I wanna go home... yet everything that makes home home .... Daddy, Niyol, Rena... they're all here so maybe I AM home.
Everything is so much more different than I thought it'd be. I can't believe I miss the feeling of grass under my bare feet or the sound of birds waking me up at the crack of dawn but I do miss that so much. I know I could go to Grandpa's place but it's not the same .... just like home wasn't the same when everyone left to come here; the grass and and birds and the trees were still there but it wasn't the same without them. I guess I want the best of both worlds.
Daddy told me today he's bought some country land just outta town a few acres and he's having the whole house moved there next week, I'm so glad, maybe then I'll feel more settled, right now it's real hard to call this place home when I'm sleeping on a warehouse floor and living out of a bag.
Daddy was fixing up his bike yesterday and watching him brought back so many memories of the hours and hours I've spent watching him do that, listening as he taught me what went where and what the parts were called and how to make it all work. I love being around him again though, and I'm glad I'll see more of him now I'm living where he works .. he's letting me work in the bar too and says I can perform there ... if I don't wear short skirts HAHA! So I went shopping today for new "City" clothes, I say "City" clothes cos the clothes he's been complaining about are the same clothes Ive been wearing at home without a word for the past few years ... guess it's only a problem now cos people outside the family can see. Ah well, I'd rather make him happy than not I really hate it when he's mad at me or I upset him accidentally....I think I did that, upset him that is, I need to talk to him alone but the bar was so busy today and there was so many strange people and still don't like being round strangers it was real tough to not hide behind Daddy like I used to when I was a kid. Maybe when we have our house and we're all living together again it'll be easier to get him alone. I really miss our alone chats. I'm glad he lets me hug him lots here like at home though, I was worried he wouldn't cos he has to be The Canis and stuff and I think that would have broken me if I couldn't but YAY I can so that's good.

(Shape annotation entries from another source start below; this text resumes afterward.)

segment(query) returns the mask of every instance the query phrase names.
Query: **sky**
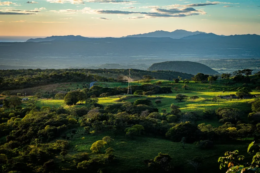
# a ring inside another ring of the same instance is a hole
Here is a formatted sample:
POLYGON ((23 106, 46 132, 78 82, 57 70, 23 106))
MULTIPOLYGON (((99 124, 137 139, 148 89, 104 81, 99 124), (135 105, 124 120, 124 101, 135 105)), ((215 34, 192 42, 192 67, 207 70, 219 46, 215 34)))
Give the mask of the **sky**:
POLYGON ((260 35, 260 1, 0 0, 0 36, 118 37, 183 29, 260 35))

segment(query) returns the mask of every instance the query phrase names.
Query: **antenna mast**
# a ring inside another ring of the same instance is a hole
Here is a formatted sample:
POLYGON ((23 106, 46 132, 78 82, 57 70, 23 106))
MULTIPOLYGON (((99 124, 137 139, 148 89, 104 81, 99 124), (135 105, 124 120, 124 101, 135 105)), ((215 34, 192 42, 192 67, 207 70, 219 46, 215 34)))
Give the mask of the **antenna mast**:
POLYGON ((132 88, 131 85, 131 71, 129 68, 129 78, 128 80, 128 89, 127 90, 127 94, 132 94, 132 88))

It's weird this wanting to be grown up and do my own thing but I still wanna be his baby girl always.
Met cousin Angel again ... Geez she's gonna get me in trouble I can tell ya. Briefly met cousin Kisho, kinda quiet Japanese cowboy HAHA. Niyol talked to Daddy too, and he said it's all good and I'm so glad for him.
Talked to some girl who seemed interested in Niyol, she'd better be good to him or I'll gut her myself.
Ya know I was thinking. I don't know why Daddy is so worried about be being with boys, there ain't a man I've met yet who can hold a candle to him and I ain't accepting anything less.